Step 1: Install dependencies
Install the required OpenTelemetry packages:
npm install --save @opentelemetry/api-logs \
@opentelemetry/sdk-logs \
@opentelemetry/exporter-logs-otlp-http \
@opentelemetry/resources \
@opentelemetry/semantic-conventions \
express
npm install --save @opentelemetry/api-logs \
@opentelemetry/sdk-logs \
@opentelemetry/exporter-logs-otlp-http \
@opentelemetry/resources \
@opentelemetry/semantic-conventions \
express \
typescript \
ts-node \
@types/node \
@types/express
yarn add @opentelemetry/api-logs \
@opentelemetry/sdk-logs \
@opentelemetry/exporter-logs-otlp-http \
@opentelemetry/resources \
@opentelemetry/semantic-conventions \
express
yarn add @opentelemetry/api-logs \
@opentelemetry/sdk-logs \
@opentelemetry/exporter-logs-otlp-http \
@opentelemetry/resources \
@opentelemetry/semantic-conventions \
express \
typescript \
ts-node \
@types/node \
@types/express
Step 2: Set environment variables
Set the following environment variables to configure the OpenTelemetry exporter:
export OTEL_EXPORTER_OTLP_ENDPOINT="https://ingest.<region>.signoz.cloud:443"
export OTEL_EXPORTER_OTLP_HEADERS="signoz-ingestion-key=<SIGNOZ_INGESTION_KEY>"

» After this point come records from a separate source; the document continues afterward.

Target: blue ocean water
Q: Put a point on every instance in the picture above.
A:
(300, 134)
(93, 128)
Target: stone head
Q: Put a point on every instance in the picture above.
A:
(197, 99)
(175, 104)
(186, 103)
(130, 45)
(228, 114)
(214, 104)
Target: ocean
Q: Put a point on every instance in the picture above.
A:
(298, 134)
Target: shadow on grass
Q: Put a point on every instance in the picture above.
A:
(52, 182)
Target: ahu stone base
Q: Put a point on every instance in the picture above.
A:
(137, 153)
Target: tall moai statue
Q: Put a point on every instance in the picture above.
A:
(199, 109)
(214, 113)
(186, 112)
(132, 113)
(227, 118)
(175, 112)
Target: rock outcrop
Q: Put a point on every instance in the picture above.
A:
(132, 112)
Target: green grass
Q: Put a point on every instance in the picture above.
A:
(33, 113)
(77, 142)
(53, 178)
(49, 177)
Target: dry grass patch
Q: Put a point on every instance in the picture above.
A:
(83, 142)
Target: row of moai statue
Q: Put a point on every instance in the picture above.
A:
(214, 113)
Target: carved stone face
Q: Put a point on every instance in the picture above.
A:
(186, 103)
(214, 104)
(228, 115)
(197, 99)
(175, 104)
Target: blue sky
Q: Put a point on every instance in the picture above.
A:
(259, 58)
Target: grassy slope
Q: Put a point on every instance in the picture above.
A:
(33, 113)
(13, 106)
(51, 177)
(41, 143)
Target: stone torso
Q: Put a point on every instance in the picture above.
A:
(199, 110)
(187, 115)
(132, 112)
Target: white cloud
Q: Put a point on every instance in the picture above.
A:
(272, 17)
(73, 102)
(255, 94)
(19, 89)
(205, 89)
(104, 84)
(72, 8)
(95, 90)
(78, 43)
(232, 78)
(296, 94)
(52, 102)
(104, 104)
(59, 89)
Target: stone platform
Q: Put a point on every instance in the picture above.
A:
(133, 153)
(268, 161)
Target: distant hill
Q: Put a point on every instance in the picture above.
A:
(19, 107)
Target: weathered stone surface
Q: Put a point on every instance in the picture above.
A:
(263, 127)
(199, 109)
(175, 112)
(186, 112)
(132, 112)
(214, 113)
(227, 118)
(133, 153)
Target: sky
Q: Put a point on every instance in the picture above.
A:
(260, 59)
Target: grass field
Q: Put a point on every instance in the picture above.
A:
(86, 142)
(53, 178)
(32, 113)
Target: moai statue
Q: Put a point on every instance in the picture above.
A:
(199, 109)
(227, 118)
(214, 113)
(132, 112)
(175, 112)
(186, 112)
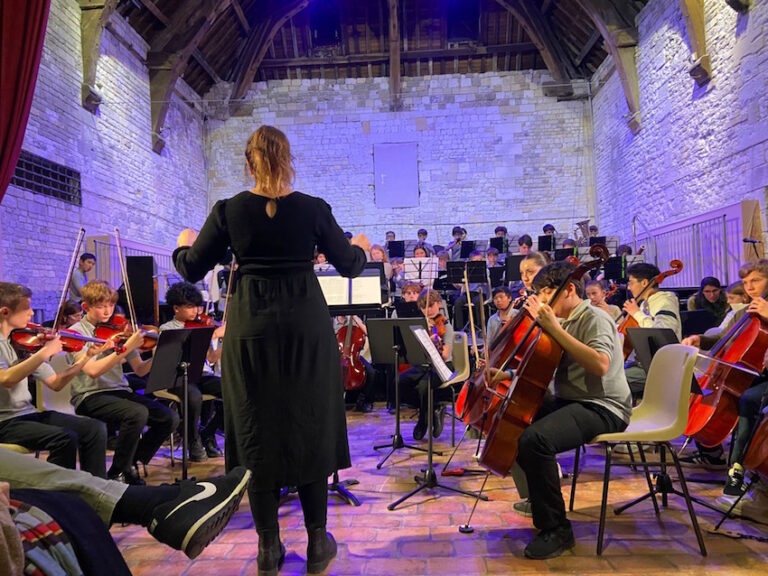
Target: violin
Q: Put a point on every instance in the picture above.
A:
(351, 340)
(676, 266)
(33, 337)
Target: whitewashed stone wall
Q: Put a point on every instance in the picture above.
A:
(124, 183)
(698, 148)
(492, 149)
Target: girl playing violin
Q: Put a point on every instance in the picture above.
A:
(101, 391)
(63, 435)
(414, 381)
(187, 303)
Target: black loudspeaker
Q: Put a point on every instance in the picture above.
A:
(141, 270)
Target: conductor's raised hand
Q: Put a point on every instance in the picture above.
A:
(186, 237)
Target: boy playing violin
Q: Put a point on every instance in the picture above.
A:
(101, 391)
(591, 397)
(187, 303)
(62, 435)
(414, 381)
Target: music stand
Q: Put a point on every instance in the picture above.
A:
(467, 247)
(437, 364)
(388, 339)
(179, 353)
(421, 270)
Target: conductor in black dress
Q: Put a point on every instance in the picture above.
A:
(281, 377)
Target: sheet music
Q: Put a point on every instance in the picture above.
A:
(365, 290)
(436, 360)
(335, 289)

export OTEL_SERVICE_NAME="nodejs-console-app"
Replace the following:
<region>: Your SigNoz Cloud region.<SIGNOZ_INGESTION_KEY>: Your SigNoz ingestion key.
If using a local OTel Collector (VM), use:
export OTEL_EXPORTER_OTLP_ENDPOINT="http://localhost:4318"
# Do not set OTEL_EXPORTER_OTLP_HEADERS
Add these environment variables to your deployment manifest:
env:
- name: OTEL_EXPORTER_OTLP_ENDPOINT
value: 'https://ingest.<region>.signoz.cloud:443'
- name: OTEL_EXPORTER_OTLP_HEADERS
value: 'signoz-ingestion-key=<SIGNOZ_INGESTION_KEY>'
- name: OTEL_SERVICE_NAME
value: 'nodejs-console-app'
Replace the following:
<region>: Your SigNoz Cloud region.<SIGNOZ_INGESTION_KEY>: Your SigNoz ingestion key.
Avoiding Duplicate Logs
If using the k8s-infra chart (which auto-collects container logs), disable log collection for this application to prevent duplicates.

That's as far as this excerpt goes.